Most dangerous is speaking loudly (and especially sanctimoniously) while carrying a twig — basically what we have seen in the past eight years with Russia, Iran, and Syria.
Was World War I Really an Accident?
It is often said that accidents and extraneous forces — nearly automatic and mindless mobilization, fumbled diplomacy, greedy arms merchants, archaic alliances on autopilot, confused messaging, or bellicose strutting and rhetoric in August 1914 — triggered World War I, which otherwise might have been prevented.

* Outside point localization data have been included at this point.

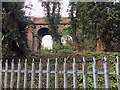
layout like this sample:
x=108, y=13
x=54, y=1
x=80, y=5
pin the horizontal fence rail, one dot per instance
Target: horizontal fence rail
x=4, y=73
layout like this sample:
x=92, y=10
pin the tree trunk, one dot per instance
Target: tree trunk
x=103, y=43
x=76, y=40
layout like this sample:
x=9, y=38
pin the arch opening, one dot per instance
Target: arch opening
x=44, y=39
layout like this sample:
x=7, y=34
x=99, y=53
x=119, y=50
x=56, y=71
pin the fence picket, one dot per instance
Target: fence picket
x=25, y=74
x=56, y=74
x=106, y=73
x=48, y=74
x=74, y=74
x=84, y=65
x=118, y=72
x=32, y=74
x=95, y=73
x=6, y=74
x=0, y=74
x=18, y=74
x=65, y=73
x=12, y=74
x=40, y=74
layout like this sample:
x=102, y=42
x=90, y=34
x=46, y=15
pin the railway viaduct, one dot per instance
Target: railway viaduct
x=41, y=29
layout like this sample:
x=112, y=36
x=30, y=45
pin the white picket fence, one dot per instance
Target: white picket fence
x=84, y=71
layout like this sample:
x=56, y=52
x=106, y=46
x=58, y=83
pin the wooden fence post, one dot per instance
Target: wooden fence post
x=32, y=74
x=106, y=73
x=84, y=65
x=40, y=74
x=25, y=74
x=56, y=74
x=18, y=74
x=12, y=74
x=0, y=74
x=48, y=75
x=65, y=74
x=95, y=74
x=118, y=72
x=74, y=74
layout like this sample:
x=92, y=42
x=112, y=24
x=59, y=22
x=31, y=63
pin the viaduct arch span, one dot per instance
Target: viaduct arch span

But a continental war had come close to breaking out earlier in 1911 over Morocco and again in 1912–13 in the Balkans. A war would likely have broken out later, if not in 1914. Berlin by 1914 held views that were incompatible with peaceful resolution:
1) Germany felt cheated that its economic dynamism, population, and military power somehow had not resulted in what Germany thought it deserved: commensurate colonial expansion overseas and dominant influence on the Continent;
2) the German army since 1871 had felt that its size, and organizational and technological excellence, increasingly replicated in a rising and powerful navy, made it nearly unstoppable vis-à-vis other European rivals;
3) any sudden German strike in either the East or West could not be immediately deterred or stopped by the existing forces of Britain, France, or Russia.
The net result of these unchallenged assumptions was a likely German war of aggression sometime in the second or third decade of the 20th century.